Die Wanderausstellung des Riga-Komitees „Riga. Deportationen - Tatorte - Erinnerungskultur“ thematisiert die Deportationen von rund 25.000 überwiegend jüdischen Frauen, Männern und Kindern zwischen 1941 und 1942 in das von den Nationalsozialisten besetzte Riga. Nur etwa vier Prozent der dorthin Verschleppten überlebten, die anderen wurden im Wald von Bikernieki und Rumbula ermordet oder starben entweder im Ghetto oder in später eingerichteten Lagern. Für Jüdinnen und Juden aus der hiesigen Region wurde Riga zum „westfälischen Auschwitz“: Ein Großteil der aus Westfalen deportierten jüdischen Menschen fand dort den Tod. Im Jahr 1938 waren rund 530 Mitglieder bei jüdischen Gemeinden in den Altkreisen Ahaus und Borken gemeldet, die dann ab Dezember 1941 in mehreren Transporten „Richtung Osten gingen“. Mindestens zwei davon fuhren nach Riga. Einblicke in die konkreten Schicksale deportierter Menschen aus dem Westmünsterland erhalten die Besucherinnen und Besucher dank der Ergänzung der Wanderausstellung des Riga Komitees durch lokale Forschungsergebnisse.
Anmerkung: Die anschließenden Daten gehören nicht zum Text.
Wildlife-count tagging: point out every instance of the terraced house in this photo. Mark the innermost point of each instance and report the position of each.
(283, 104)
Die Ausstellung „Die Tänzerin von Auschwitz“ zeichnet die Geschichte der niederländischen Jüdin Roosje Glaser anhand ihrer eigenen Tagebuch-Notizen und vieler Familienfotos nach: Roosje war eine lebenslustige Frau Anfang 20, als das NS-Regime die Macht übernahm. Sie betrieb als bekannte Tanzlehrerin ihre eigene Tanzschule, die sie auch nach der deutschen Besetzung der Niederlande heimlich auf dem Dachboden der Eltern fortführte. Ihr Ex-Mann verriet sie dann allerdings an die Nationalsozialisten und es begann ein Leidensweg durch sieben Konzentrationslager. In Auschwitz schrieb sie Lieder und Gedichte und trat bei abendlichen Treffen der SS als Tänzerin auf. Roosje Glaser überlebte so den Holocaust. Sie starb im Jahr 2000 im Alter von 86 Jahren in Stockholm. Ihr Neffe Paul Glaser kam erst Ende der 1980er-Jahre durch Zufall dem Geheimnis seiner jüdischen Wurzel auf die Spur. Er traf sich mit seiner Tante in Schweden und deckte dabei immer mehr Details seiner Familiengeschichte auf. Nach ihrem Tod veröffentlichte er die Geschichte unter dem Titel „Die Tänzerin von Auschwitz“. […]“

Die Ausstellung "Riga. Deportationen - Tatorte - Erinnerungskultur" geht bis zum 22. Juni 2025; die Ausstellung "Die Tänzerin von Auschwitz" bis zum 11. September 2025.